Novel single nucleotide polymorphism markers for low dose aspirin-associated small bowel bleeding.

作者信息

Shiotani Akiko, Murao Takahisa, Fujita Yoshihiko, Fujimura Yoshinori, Sakakibara Takashi, Nishio Kazuto, Haruma Ken

机构信息

Division of Gastroenterology, Department of Internal Medicine, Kawasaki Medical School, Kurashiki City, Okayama, Japan.

Department of Genome Biology, Kinki University Faculty of Medicine, Sayama City, Osaka, Japan.

出版信息

PLoS One. 2013 Dec 18;8(12):e84244. doi: 10.1371/journal.pone.0084244. eCollection 2013.

DOI:10.1371/journal.pone.0084244
PMID:24367646
原文链接:https://pmc.ncbi.nlm.nih.gov/articles/PMC3867469/
Abstract

BACKGROUND

Aspirin-induced enteropathy is now increasingly being recognized although the pathogenesis of small intestinal damage induced by aspirin is not well understood and related risk factors have not been established.

AIM

To investigate pharmacogenomic profile of low dose aspirin (LDA)-induced small bowel bleeding.

METHODS

Genome-wide analysis of single nucleotide polymorphisms (SNPs) was performed using the Affymetrix DMET™ Plus Premier Pack.
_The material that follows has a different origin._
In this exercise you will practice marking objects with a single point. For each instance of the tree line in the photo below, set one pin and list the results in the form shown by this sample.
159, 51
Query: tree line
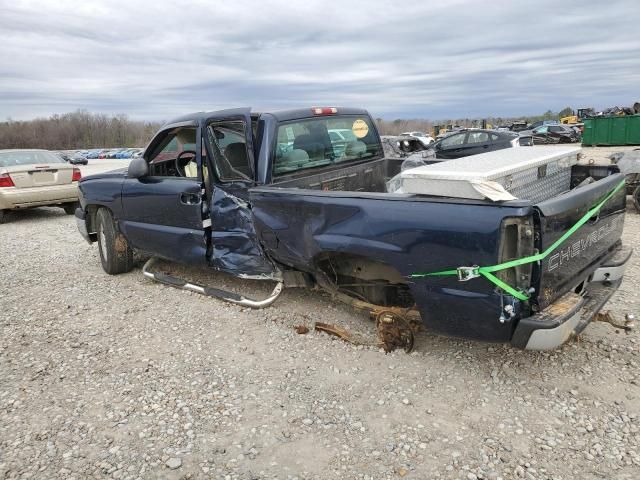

Genotypes of candidate genes associated with small bowel bleeding were determined using TaqMan SNP Genotyping Assay kits and direct sequencing.

RESULTS

In the validation study in overall 37 patients with small bowel bleeding and 400 controls, 4 of 27 identified SNPs: CYP4F11 (rs1060463) GG (p=0.003), CYP2D6 (rs28360521) GG (p=0.02), CYP24A1 (rs4809957) T allele (p=0.04), and GSTP1 (rs1695) G allele (p=0.04) were significantly more frequent in the small bowel bleeding group compared to the controls. After adjustment for significant factors, CYP2D6 (rs28360521) GG (OR 4.11, 95% CI. 1.62 -10.4) was associated with small bowel bleeding.

CONCLUSIONS

CYP4F11 and CYP2D6 SNPs may identify patients at increased risk for aspirin-induced small bowel bleeding.

摘要

背景

尽管阿司匹林所致小肠损伤的发病机制尚未完全明确,相关危险因素也未确定,但阿司匹林诱发的肠病目前越来越受到关注。

目的

研究低剂量阿司匹林(LDA)诱发小肠出血的药物基因组学特征。

方法

使用Affymetrix DMET™ Plus Premier Pack对单核苷酸多态性(SNP)进行全基因组分析。使用TaqMan SNP基因分型检测试剂盒和直接测序法确定与小肠出血相关的候选基因的基因型。

结果

在一项纳入37例小肠出血患者和400例对照的验证研究中,27个已鉴定的SNP中的4个:CYP4F11(rs1060463)GG(p = 0.003)、CYP2D6(rs28360521)GG(p = 0.02)、CYP24A1(rs4809957)T等位基因(p = 0.04)和GSTP1(rs1695)G等位基因(p = 0.04)在小肠出血组中的出现频率显著高于对照组。在对显著因素进行校正后,CYP2D6(rs28360521)GG(比值比4.11,95%可信区间1.62 - 10.4)与小肠出血相关。

结论

CYP4F11和CYP2D6的SNP可能有助于识别阿司匹林诱发小肠出血风险增加的患者。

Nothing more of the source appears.